The third part of writer-director Alexander Zeldin’s trilogy of plays has just opened at the National Theatre. Faith, Hope and Charity follows 2017’s Beyond Caring and last year’s LOVE – which was also adapted for BBC Two, produced by Friends star David Schwimmer.
Taking the front line of the fight against poverty right to the heart of the theatre establishment is just one of Zeldin’s missions.
a quarter of the population is living below the poverty line, foodbank use is going bananas – so this is not a special interest piece
“I get asked why I need to tell these stories. But a quarter of the population is living below the poverty line, foodbank use is going bananas – so this is not a special interest piece. It is a barometer of what is going on in the country. And not just for the poorest people but for everybody. It is about what we believe is care, what we believe is nurture,” he says.

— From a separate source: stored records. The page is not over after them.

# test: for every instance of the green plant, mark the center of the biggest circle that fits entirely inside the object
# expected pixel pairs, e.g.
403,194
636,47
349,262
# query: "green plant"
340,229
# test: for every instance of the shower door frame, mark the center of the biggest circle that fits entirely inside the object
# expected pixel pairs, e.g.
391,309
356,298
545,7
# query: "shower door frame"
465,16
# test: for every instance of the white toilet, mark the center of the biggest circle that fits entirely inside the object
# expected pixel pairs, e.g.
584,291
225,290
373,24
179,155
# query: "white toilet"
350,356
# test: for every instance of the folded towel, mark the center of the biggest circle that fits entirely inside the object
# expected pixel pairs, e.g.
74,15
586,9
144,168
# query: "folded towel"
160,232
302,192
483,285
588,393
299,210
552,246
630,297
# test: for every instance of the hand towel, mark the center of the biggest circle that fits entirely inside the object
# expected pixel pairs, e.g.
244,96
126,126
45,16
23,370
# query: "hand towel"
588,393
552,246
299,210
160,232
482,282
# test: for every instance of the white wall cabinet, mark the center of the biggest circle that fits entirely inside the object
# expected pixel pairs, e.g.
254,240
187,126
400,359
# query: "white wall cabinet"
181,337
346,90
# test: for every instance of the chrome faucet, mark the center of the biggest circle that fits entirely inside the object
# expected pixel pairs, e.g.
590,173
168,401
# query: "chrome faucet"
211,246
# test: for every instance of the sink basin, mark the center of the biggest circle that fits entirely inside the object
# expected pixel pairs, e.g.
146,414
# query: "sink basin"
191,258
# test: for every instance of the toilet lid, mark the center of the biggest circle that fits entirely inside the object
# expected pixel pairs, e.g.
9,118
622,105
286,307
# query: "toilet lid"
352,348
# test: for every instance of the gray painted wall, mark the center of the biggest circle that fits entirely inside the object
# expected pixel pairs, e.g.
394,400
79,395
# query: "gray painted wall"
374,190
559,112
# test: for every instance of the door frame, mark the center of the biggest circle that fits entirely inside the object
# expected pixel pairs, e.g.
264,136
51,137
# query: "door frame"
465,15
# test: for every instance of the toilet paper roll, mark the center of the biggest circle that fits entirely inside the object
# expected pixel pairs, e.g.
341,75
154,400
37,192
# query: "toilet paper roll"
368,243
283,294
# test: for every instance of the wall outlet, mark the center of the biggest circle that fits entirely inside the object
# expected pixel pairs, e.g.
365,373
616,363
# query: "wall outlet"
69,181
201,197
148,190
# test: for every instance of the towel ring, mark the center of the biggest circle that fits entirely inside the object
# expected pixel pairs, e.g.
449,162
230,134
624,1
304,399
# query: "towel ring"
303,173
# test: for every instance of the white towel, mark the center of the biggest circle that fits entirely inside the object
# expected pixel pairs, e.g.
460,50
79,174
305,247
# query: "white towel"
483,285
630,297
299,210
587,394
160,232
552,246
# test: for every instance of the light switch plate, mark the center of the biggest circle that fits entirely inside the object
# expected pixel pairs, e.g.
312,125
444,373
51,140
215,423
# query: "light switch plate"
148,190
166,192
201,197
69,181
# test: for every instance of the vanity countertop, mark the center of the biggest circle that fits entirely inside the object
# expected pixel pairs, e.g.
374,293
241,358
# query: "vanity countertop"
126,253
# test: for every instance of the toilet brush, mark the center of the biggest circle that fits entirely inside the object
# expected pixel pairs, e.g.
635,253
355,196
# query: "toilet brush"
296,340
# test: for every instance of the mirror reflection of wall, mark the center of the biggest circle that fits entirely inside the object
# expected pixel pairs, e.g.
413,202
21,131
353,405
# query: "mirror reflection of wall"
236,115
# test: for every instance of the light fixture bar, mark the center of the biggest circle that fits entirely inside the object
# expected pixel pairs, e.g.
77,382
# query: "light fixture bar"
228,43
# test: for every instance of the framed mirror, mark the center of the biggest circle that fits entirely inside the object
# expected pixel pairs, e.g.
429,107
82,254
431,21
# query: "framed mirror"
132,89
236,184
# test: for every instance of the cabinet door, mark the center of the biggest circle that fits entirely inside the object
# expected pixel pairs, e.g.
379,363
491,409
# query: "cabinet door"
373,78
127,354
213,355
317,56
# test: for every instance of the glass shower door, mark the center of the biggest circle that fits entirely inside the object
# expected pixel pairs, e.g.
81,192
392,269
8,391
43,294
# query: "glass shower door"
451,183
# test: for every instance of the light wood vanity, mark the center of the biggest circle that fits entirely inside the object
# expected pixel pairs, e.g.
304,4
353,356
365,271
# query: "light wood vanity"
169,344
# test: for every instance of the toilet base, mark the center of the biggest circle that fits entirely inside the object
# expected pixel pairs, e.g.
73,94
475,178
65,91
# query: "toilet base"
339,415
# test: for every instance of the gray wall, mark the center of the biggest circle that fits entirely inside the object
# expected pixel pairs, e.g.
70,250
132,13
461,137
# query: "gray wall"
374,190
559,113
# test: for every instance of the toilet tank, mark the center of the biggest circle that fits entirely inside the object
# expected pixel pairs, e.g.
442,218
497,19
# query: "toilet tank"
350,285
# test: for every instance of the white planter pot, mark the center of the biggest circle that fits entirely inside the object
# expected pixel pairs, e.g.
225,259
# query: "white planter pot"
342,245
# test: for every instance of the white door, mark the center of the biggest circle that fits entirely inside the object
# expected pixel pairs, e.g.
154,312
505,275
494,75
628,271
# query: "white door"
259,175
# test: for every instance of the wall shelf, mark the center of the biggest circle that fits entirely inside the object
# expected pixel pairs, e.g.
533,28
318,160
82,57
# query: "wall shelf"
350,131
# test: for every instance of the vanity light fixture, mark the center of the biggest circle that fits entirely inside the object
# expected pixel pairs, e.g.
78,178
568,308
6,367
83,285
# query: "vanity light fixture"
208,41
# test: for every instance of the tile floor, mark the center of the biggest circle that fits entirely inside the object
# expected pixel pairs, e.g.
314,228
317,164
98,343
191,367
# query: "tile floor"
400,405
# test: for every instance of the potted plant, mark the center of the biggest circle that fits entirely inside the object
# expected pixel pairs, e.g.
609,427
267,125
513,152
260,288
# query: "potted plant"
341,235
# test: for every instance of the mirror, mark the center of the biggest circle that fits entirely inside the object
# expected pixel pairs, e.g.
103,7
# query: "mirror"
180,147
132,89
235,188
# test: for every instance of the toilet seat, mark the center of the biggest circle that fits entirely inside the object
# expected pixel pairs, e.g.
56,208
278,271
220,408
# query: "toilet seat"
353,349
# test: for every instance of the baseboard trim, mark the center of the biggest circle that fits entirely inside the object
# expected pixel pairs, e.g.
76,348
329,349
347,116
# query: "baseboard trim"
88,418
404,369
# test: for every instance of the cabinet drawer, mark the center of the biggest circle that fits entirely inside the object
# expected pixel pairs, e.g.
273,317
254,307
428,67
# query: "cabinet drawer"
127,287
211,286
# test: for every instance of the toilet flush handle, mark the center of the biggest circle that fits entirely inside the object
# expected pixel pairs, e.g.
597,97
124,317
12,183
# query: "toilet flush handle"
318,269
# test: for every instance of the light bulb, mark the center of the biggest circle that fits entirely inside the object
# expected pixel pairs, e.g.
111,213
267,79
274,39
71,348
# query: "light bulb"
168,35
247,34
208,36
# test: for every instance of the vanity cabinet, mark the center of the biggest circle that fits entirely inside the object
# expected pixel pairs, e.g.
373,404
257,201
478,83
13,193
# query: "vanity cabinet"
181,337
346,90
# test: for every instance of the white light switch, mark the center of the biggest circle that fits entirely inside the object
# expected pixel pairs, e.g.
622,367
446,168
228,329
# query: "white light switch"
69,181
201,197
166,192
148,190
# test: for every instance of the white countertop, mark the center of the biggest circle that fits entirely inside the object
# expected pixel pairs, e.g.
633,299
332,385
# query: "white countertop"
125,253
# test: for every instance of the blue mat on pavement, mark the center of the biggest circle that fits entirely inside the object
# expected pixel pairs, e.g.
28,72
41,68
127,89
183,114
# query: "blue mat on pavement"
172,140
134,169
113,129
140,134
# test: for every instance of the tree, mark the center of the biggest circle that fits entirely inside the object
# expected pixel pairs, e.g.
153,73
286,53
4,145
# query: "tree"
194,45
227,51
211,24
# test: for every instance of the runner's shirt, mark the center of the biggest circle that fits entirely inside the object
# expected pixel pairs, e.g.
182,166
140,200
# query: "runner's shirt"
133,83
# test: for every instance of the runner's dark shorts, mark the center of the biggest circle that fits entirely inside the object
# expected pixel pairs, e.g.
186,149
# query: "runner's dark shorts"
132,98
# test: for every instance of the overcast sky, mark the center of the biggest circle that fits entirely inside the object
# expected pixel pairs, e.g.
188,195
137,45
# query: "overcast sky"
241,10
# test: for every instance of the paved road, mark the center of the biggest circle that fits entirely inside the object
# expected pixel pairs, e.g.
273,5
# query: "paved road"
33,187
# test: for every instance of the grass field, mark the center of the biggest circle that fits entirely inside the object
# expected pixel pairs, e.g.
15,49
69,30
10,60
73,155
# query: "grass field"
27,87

“I am not particularly interested in telling political stories, I’m interested in human feelings. But it is human feelings through the prism of what we are living through today. And the austerity measures of the last nine years are the defining political feature of the era.”
I am interested in seeing what nine years of austerity can teach us about faith and hope
The play, it could be argued, shows David Cameron’s misguided Big Society idea in action. Drastic budget cuts hammering public services in the hope that charities and grassroots organisations will compensate.
“In all these places, it is left to the vulnerable to help with the most vulnerable,” says Zeldin, who toured community organisations, choirs, foodbanks and church groups across the country in preparation for the play – meeting people, leading workshops with his cast, talking to people living in poverty.